Clemence and Sefton, who had done this at once in their own way, now did it in their mother's.

Miss Petticott came into the hall, and Sefton gave her an excited welcome, suffered the unavoidable salute and even returned it. Clemence looked on with feelings that she hardly defined. To her eyes there was a change in her brother. She seemed to see in him something that she knew in herself. He might almost be doing what she had done, might be laying the foundations for things that would need them.

“Well, the group is complete,” said Maria, allowing the three to withdraw in their established way. “I wonder what we did in separating them? I suppose we shall never know.”

“I have always known,” said her husband. “We did a heartless and harmful and needless thing. We can never undo it, but I hope to end it when I can.”

“Both the children are pale and thin. Did you see much of Sefton at school, Oliver?”

“No, I only caught a glimpse of his white face and wistful air from a distance.”

“Do you think he was homesick?”

“I expect he was only schoolsick. I think that is what homesickness generally is.”

“You are confusing your meaning. Anyone might be homesick, in your sense, when he was at home.”

“So he might,” said Oliver.

“Is that what you were yourself?” said Sir Roderick.

“What a sharp and pointed question, Father! I hope you are not becoming acute. I honestly do not know.”

“Did you get the impression that he was happy?” said Maria.

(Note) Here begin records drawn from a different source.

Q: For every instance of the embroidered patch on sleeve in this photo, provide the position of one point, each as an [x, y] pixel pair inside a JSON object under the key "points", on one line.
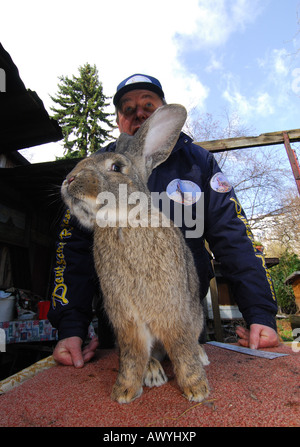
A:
{"points": [[220, 183]]}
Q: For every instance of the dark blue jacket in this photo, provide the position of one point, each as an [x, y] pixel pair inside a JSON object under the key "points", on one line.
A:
{"points": [[225, 229]]}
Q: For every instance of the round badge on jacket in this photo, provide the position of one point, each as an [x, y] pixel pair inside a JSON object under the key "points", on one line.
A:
{"points": [[220, 183], [183, 191]]}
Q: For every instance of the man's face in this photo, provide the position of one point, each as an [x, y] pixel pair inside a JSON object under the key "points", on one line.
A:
{"points": [[134, 108]]}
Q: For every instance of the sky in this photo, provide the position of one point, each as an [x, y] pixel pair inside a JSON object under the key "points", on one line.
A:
{"points": [[242, 56]]}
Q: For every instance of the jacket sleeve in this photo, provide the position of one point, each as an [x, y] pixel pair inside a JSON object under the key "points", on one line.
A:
{"points": [[74, 280], [229, 236]]}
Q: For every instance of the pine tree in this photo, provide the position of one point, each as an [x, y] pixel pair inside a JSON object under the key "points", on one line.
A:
{"points": [[81, 115]]}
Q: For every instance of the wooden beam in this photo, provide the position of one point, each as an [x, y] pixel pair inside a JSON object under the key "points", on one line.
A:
{"points": [[265, 139]]}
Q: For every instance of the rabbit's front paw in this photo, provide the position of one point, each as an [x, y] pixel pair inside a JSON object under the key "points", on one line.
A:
{"points": [[197, 392], [124, 395], [154, 375]]}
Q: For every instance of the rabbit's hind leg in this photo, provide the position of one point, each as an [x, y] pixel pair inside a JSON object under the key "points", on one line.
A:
{"points": [[154, 374], [134, 344], [189, 370]]}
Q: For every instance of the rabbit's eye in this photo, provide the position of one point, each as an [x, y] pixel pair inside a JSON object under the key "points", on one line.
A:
{"points": [[115, 168]]}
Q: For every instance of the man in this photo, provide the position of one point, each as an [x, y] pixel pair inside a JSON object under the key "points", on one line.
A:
{"points": [[225, 228]]}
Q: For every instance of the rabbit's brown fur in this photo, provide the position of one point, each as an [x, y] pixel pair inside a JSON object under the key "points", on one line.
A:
{"points": [[147, 275]]}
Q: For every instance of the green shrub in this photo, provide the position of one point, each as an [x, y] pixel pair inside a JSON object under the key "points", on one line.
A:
{"points": [[289, 263]]}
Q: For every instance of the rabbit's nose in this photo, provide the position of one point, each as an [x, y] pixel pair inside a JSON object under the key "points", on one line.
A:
{"points": [[71, 179]]}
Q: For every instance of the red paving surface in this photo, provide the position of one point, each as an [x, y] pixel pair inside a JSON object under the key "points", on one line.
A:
{"points": [[246, 391]]}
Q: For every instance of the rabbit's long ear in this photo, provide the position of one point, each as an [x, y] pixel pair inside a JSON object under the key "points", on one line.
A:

“No, I don't think so. But I did not get much impression.”

“Why did you not write and tell me?”

“He could have done so himself. It was not for me to come between mother and son, or to inform against an institution where I was a member of the staff. I was loyal to the school, and it seems that Sefton was too.”

“It is easy to see you are not a mother.”

“Well, yes, I daresay it is.”

“Did you ever talk to your brother?”

“I think hardly ever.”

“Do not the masters ever speak to the boys?”

“I had not thought of it, but I hardly think they do. What could they say to them?”

“They could ask if they were well and happy.”

“Could they? Then no wonder they do not talk to them. They might find the words escaping their lips.”

“What was the good of being at the school with Sefton?”

“It was none. But it was no harm either. He was not despised for the relationship. I carried off the position, even when I played the hymns.”

“How do you know you did,” said Sir Roderick, “when you held no communication with the boys?”

“It came through to me, and my instinct is never wrong.”

“Why should you be so exceptional?” said Maria.

“Exceptional? No one's instinct is ever wrong. Everyone will tell you about it.”

“Played the hymns?” said Mr. Firebrace. “Were there no waiting women?”

“Only to sing them. There were some for that. And they always sang the one I played.”

“What other should they sing?”

“They might have sung many in the course of the day.”

“You mean that they sang all day the one you played in the morning?”

“That is what I mean. And the one I played in the evening, they sang at night. I heard them, as they went up to bed.”

“Why did you not stop them?” said Maria.

“Because I felt faintly flattered by it.”

“Did Sefton sing?”

“No, but he moved his lips in time.”

“Poor little boy!”

“That would not have hurt him. He does it in church at home. And if it were hurtful, fewer people would do it.”

“I always do it,” said Sir Roderick.

“I shall not let the children go to church in the holidays,” said Maria. “They have enough of the sort of thing at school.”

“I like a woman's inconsequence,” said Oliver. “But only because it is really something else.”

“You give me the impression that you could be more explicit, if you would.”

“I dislike a woman's penetration. What credit is it to anyone to see what she is not meant to see, and not to scruple to reveal it? I cannot think why it is supposed to be any.”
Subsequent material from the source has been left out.